Un comportamento che ricorda quei bambini viziati e dispettosi che quando vedono che la partita si mette male prendono il pallone e scappano via. La stessa cattiva politica che, non avendo vincoli di coerenza, può tranquillamente sostenere indifferentemente giunte e politiche di destra o di centro-sinistra. Quella che pensa che basti assumere una nuova identità, per potersi presentare, lindi e pinti e con le mani libere, tra due anni o forse prima, ai cittadini sardi, sperando che abbiano poca memoria e sopratutto che non riconoscano, sotto quel nuovo look, la vecchia politica trasformista.
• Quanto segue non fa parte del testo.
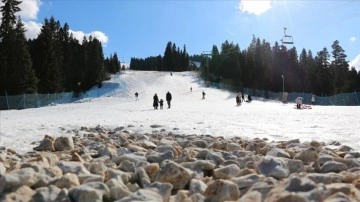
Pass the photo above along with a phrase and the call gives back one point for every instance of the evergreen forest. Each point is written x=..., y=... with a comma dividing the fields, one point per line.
x=53, y=62
x=56, y=61
x=264, y=67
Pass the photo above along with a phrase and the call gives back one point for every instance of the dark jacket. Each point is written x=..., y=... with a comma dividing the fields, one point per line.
x=168, y=96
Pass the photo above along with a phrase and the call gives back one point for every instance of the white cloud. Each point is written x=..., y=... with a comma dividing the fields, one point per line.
x=353, y=39
x=256, y=7
x=355, y=63
x=32, y=29
x=29, y=9
x=79, y=35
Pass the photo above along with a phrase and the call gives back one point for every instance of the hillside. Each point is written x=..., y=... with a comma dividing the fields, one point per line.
x=216, y=115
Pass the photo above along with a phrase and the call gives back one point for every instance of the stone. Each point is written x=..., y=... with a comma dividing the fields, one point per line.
x=333, y=166
x=277, y=152
x=247, y=180
x=68, y=180
x=22, y=193
x=308, y=155
x=227, y=172
x=90, y=192
x=272, y=167
x=142, y=195
x=47, y=144
x=222, y=190
x=64, y=143
x=51, y=193
x=175, y=174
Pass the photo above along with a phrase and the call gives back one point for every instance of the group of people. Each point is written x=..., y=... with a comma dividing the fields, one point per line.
x=156, y=101
x=299, y=100
x=241, y=98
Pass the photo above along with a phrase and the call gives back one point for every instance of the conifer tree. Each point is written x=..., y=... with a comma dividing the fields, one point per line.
x=17, y=75
x=339, y=68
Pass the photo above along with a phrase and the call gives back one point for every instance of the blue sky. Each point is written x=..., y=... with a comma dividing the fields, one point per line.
x=142, y=28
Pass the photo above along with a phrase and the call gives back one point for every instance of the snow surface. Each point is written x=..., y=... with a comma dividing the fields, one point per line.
x=217, y=115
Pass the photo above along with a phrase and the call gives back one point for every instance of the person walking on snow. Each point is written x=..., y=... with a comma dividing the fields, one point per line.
x=156, y=101
x=161, y=103
x=313, y=99
x=238, y=100
x=136, y=95
x=168, y=99
x=298, y=102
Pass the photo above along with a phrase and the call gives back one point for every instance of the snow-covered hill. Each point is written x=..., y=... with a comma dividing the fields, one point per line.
x=189, y=114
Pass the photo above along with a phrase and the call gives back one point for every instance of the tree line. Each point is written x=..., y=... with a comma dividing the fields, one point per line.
x=174, y=59
x=272, y=68
x=53, y=62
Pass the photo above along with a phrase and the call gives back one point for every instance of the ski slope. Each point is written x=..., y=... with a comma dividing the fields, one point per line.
x=217, y=115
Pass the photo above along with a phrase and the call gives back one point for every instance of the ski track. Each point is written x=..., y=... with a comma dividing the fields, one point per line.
x=216, y=115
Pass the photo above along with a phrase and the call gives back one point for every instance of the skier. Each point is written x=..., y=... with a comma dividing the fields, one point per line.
x=168, y=99
x=156, y=101
x=238, y=100
x=136, y=96
x=298, y=102
x=249, y=98
x=161, y=103
x=313, y=99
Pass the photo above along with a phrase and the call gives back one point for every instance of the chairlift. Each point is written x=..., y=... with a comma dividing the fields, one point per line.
x=287, y=39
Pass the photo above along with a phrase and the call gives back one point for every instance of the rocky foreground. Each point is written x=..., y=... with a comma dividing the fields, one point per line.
x=99, y=164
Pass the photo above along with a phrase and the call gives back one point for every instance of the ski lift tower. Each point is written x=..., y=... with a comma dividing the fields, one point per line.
x=286, y=40
x=207, y=54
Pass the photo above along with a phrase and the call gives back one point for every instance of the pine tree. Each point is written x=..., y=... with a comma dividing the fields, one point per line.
x=48, y=57
x=339, y=68
x=17, y=75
Ma la cattiva politica assume spesso il volto cinico e freddo del burattinaio che dalla ovattate stanze di una qualche Fondazione tira le fila del potere. Grazie, anche, alle risorse di cui dispone, condiziona le istituzioni, la vita interna dei partiti, ma anche e sopratutto l’economia, la cultura, gli affari. Oggi il potere in Sardegna ha le sembianze rassicuranti di un grande filantropo che distribuisce con generosità incarichi e prebende: presidenze, assessorati, autorità varie.

Ai predestinati si richiedono fedeltà e obbedienza, il merito e la competenza sono spesso degli optional. Un potere che disprezza la volontà popolare e che vorrebbe addirittura coartarla, come nel caso di quel sindaco della capitale del capo di sopra a cui niente è stato risparmiato per impedirgli di amministrare. Il sistema politico sardo è una palude stagnante, tutto rimane immobile sotto una cappa di aria mefitica. La Sardegna ha bisogno di uno scossone forte, violento.

C’è l’urgenza di avviare un processo di profondo rinnovamento. La Sardegna ha necessità di aria pulita, fresca, limpida, trasparente, che spazzi via i tanti, troppi, “gattopardi” della politica. La Sardegna ha bisogno della buona politica.